The VIX Futures are back to 16 on all the uncertainty and we haven't been over 16 for long since October – so a move over that line should be taken very seriously if it lasts a day. When we spiked higher in August it signaled a 200-point drop in the S&P so 40 points is nothing if this is going to be a real correction. Of course, so far, this is nothing more than a very small blip in a very huge rally and China will be signing Phase 1 of the Trade Deal on the 15th – so it's going to be hard for the bears to sustain a down move when more "good news" is on the way.
The next "good news" we need to focus on is earnings and this week we have a few but things kick in to high gear next week when the Big Banks begin reporting on Tuesday. The early reports are going to set quite a tone into the Trade Talks so it's time to dust off our Earnings Portfolio and start looking for some nice set-ups to play into.
Other than that, STZ has been a very solid performer and should make about $8.50 per share this year so I'd say $189 is a fair price, but not a great price and, in a situation like that, we can always make an offer that WOULD be a great price, like $150/share and promise to buy STZ for $150 between now and Jan 2022 and, for that promise, someone is willing to pay us $11.50 and we are able to cement this promise by selling the 2022 $150 puts for $11.50, which drops our net entry all the way to $138.50 – 26% below the current price.
When buying a stock you like (and can afford!) for a 26% discount is your worst-case scenario – it's a good time to make the play!

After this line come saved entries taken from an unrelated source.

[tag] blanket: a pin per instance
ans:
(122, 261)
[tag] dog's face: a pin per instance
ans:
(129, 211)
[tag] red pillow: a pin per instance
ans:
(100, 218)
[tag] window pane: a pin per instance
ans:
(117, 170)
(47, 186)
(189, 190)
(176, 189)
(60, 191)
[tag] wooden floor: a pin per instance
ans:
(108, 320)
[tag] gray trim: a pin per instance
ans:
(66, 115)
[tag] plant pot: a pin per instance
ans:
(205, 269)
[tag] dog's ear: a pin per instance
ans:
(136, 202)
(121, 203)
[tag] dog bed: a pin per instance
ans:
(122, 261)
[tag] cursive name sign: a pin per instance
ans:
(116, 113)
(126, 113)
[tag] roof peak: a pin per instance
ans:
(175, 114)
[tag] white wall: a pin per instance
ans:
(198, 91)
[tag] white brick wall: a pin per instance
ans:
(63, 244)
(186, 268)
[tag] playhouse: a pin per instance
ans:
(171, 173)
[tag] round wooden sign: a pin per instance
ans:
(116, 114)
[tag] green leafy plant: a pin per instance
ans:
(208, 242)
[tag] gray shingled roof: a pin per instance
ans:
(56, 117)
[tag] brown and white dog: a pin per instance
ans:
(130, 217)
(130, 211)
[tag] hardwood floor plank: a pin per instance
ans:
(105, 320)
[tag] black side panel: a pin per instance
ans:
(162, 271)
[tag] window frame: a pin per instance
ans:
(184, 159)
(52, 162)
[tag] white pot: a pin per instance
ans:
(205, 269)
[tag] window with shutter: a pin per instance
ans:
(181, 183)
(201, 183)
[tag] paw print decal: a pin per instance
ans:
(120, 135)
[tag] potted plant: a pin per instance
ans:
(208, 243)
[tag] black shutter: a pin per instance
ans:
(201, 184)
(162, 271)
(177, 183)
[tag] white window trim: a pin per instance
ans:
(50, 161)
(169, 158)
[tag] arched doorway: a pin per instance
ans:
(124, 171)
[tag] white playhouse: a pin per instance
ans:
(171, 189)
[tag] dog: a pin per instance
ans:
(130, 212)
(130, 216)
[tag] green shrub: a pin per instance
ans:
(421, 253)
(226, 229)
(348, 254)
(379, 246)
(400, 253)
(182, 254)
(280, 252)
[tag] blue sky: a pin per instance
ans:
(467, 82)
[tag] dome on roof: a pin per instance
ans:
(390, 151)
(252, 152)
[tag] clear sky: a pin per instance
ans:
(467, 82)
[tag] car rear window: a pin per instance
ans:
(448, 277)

Lance Roberts wrote an excellent article about Corporate Profits back in November and, rather than quote the whole thing, I strongly suggest you read it. Just before Christmas, Q3 Corporate Profits came in down $4.7Bn in the final tally and that's keeping me from getting bullish – at least until after (if) we survive these Q4 reports.
Needless to say – be careful out there!